Annie was 36 years old in 1893 when her husband returned from a wet, cold trip to Fort Monroe, Virginia fell ill, and died in Washington’s Windsor Hotel. It would be there that she and her two sons would come to terms with the loss of a father.
Annie would struggle to keep the studios and gallery operating with her two sons. The famous Civil War studios of Brady and Gardner were gone by the early 1870s, and C.M. Bell's work took prominence on Pennsylvania Avenue. Soon George Eastman's Kodak camera would make ubiquitous, the "Kodak Moment" introduced in 1888. The production of Kodak's popular Brownie Camera in 1900 only increased the studios' pressure to profit as Annie faced enormous market forces. In that same year, Annie sold the studio and over 30,000 glass plate negatives to new proprietors who kept the name "C. M. Bell Studios" until 1910. Annie's sons, Charles, Jr. and Colley, were pursuing careers in engineering and law respectfully.

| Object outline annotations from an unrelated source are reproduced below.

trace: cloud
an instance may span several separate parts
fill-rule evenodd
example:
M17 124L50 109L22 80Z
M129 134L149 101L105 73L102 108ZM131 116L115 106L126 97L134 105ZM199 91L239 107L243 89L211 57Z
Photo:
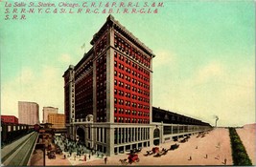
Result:
M174 53L170 52L169 51L156 51L155 52L155 58L153 58L153 68L161 67L164 65L174 65L175 60L175 56Z
M196 72L192 83L200 85L207 82L221 80L224 73L224 66L218 61L213 61L200 67L198 72Z
M72 57L71 55L67 54L67 53L63 53L58 57L58 61L60 63L64 63L69 65L72 62Z
M41 70L32 71L24 67L16 78L2 85L1 113L18 116L18 101L33 101L39 104L39 116L42 119L42 107L58 107L63 113L63 74L62 69L42 66Z

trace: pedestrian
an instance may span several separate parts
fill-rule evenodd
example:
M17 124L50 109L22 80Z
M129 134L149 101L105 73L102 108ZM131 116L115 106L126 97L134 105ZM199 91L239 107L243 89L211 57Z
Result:
M104 161L105 161L105 164L106 164L106 161L107 161L107 157L106 157L104 158Z

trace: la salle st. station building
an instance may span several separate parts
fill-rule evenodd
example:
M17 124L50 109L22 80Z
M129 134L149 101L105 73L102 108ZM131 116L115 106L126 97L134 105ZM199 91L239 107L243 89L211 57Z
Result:
M68 137L112 156L207 131L200 120L152 107L152 51L112 15L64 77Z

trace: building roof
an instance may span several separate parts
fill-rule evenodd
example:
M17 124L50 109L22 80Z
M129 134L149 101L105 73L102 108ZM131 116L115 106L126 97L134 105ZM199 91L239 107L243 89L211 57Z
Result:
M124 26L122 26L115 18L110 14L106 18L106 22L100 29L100 31L93 35L93 39L91 40L91 45L94 45L95 41L97 41L102 34L107 30L109 27L113 27L115 30L118 30L123 35L128 38L130 41L135 43L142 51L154 57L155 55L152 53L152 51L148 48L143 42L141 42L137 37L135 37L130 31L128 31Z

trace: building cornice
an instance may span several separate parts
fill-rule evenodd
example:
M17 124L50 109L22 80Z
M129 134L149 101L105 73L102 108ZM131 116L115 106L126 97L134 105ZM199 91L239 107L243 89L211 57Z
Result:
M90 44L94 45L96 41L102 36L102 34L105 31L106 29L113 28L120 33L122 33L125 37L127 37L131 42L135 43L138 48L144 51L146 53L154 57L155 55L152 53L152 51L148 48L144 43L142 43L138 38L136 38L130 31L128 31L124 26L122 26L114 17L110 14L106 18L106 22L104 26L100 29L100 31L93 35L93 39L91 40Z

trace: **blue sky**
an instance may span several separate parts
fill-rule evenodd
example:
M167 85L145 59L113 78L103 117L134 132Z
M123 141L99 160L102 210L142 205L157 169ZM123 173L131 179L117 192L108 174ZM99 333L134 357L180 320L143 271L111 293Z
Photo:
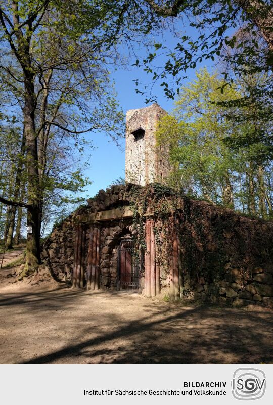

Charles, Jr. left Washington to advance his passion as an electrical engineer. Young Colley, a lawyer, stayed close to his mother in Washington, D.C., while working as the personal secretary to Chief Justice Fuller and Justice Charles Evans Hughes. In 1910 young Colley married Carl Bushby, the daughter of Rev. William Bushby, an Episcopal minister and teacher at National Cathedral School for Girls. Carl, suffering from tuberculosis during the courtship, died seven months after the June wedding. Colley's son, Colley, Jr., learned of his father's loss when locating a box in the back of the lawyer's rolltop desk in the mid-1960s after his father’s death. The paper box contained Carl's white gloves, shoes, lace, and personal papers. Annie and her son Colley would be inseparable following this chapter in their lives.
As for the thousands of class negatives boxed in storage facilities? Eventually, Alexander Graham Bell (no relation) would acquire the glass negatives' cases decades later to see them safely passed to the Smithsonian Institute. In a historical irony, as Kodak faced its decline in the face of digital photography, the Library of Congress painstakingly opened the crates of Bell's glass negatives. For several years, curators and librarians of the Library of Congress carefully digitized and cataloged C.M. Bell's glass plates. The Bell family now presents this web site as an ongoing study and discovery in Charles and Annie's work. What had seemingly melted away in a museum storage facility is revealed to live another day in our American Experience.